A Spanish stamp featuring Ibn Hazm
Ibn Hazm (7 November 994–15 August 1064) was an Andalusian-Arab philosopher, litterateur, historian, jurist and theologian born in Córdoba, present-day Spain. He was a leading proponent of the Zahiri school of Islamic thought and produced a reported 400 works of which only 40 still survive, covering a range of topics such as jurisprudence, logic, history, ethics, comparative religion, and theology, as well as the The Ring of the Dove, on the art of love
Lineage
Ibn Hazm was born into a notable family - his grand father Sa'id and his father Ahmad both held high positions in the court of the Umayyad Caliph Hisham II- and professed a Persian genealogy. However scholars believe that Iberian converts adopted such genealogies to better identify with the Arabs and favor evidence that points to an Christian Iberian family background hailing from Manta Lisham (near Sevilla).
Read Ibn Hazm's work, The Tawq-al-hamâma, in Arabic, free from the Library of the University of Leiden.
Career
From the death of the grand vizier al-Muzaffar in 1008 the Caliphate of Cordoba became embroiled in a civil war that lasted until 1031 resulting in its collapse and the emergence of many smaller states called the Taifa's. Ibn Hazm's father died in 1012 and Ibn Hazm continued to support the Umayyads, for which he was frequently imprisoned. By 1031 Ibn Hazm retreated to his family estate and Manta Lisham and had begun to express his activist convictions in the literary form.
He served as a minister in the government multiple times, under different caliphs. He used to serve under the Umayyad Caliphs of Córdoba, and was known to have worked under Al-Mansur Ibn Abi Aamir, Hajib (Grand Vizier) to the last of the Ummayad caliphs, Hisham III.
According to a saying of the period, "the tongue of Ibn Hazm was a twin brother to the sword of al-Hajjaj" (a famous 7th century general and governor of Iraq) and he became so frequently quoted that the phrase “Ibn Hazm said” became proverbial.

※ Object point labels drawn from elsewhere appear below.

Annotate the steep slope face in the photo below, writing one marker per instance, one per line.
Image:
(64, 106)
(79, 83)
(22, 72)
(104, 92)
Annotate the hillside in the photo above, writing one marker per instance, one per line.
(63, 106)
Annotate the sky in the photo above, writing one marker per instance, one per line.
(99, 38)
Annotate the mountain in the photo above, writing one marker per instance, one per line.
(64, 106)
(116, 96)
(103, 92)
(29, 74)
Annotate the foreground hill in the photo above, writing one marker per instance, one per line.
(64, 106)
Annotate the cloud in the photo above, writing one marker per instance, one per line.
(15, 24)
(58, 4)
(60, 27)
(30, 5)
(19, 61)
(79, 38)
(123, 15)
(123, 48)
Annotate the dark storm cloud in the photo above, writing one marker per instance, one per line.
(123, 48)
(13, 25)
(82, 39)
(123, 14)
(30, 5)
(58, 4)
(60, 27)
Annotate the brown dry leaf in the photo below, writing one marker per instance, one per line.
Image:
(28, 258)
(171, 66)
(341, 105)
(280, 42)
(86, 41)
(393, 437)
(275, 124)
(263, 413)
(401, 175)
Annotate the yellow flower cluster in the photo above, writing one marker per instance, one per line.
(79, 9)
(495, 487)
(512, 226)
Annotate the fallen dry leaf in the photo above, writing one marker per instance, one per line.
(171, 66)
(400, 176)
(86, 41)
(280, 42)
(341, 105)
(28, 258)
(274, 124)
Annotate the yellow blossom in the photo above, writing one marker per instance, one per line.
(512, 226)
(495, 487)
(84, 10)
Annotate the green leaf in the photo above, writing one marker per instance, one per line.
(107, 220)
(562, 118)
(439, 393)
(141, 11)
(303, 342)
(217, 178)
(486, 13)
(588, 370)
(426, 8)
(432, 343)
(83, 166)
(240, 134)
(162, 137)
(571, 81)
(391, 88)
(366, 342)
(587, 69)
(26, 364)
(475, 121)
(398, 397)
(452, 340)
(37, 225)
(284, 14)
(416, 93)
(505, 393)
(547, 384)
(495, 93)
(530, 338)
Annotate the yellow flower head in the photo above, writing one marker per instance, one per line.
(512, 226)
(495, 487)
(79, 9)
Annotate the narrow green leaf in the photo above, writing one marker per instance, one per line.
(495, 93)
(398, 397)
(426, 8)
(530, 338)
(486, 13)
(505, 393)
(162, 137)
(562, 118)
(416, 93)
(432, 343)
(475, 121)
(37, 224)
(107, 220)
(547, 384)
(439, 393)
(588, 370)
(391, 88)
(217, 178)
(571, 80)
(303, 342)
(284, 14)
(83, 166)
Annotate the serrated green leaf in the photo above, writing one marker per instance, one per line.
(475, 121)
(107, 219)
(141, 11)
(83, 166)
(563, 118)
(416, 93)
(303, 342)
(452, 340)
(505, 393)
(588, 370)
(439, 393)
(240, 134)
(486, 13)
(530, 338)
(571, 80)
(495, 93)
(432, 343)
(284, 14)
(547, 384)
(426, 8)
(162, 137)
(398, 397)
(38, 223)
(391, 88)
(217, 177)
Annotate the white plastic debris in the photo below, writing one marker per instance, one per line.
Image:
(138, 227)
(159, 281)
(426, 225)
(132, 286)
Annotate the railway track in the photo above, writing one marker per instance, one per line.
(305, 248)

He opposed the allegorical interpretation of religious texts, preferring instead a grammatical and syntactical interpretation of the Qur'an. He granted cognitive legitimacy only to revelation and sensation and considered deductive reasoning insufficient in legal and religious matters. He did much to revitalize the Zahiri madhhab, which denied the legitimacy of legal rulings based upon qiyas (analogy) and focused upon the literal meanings of legal injunctions in the Qur'an and hadith. Many of his rulings differed from those of his Zahiri predecessors, and consequently Ibn Hazm's followers are sometimes described as comprising a distinct madhhab.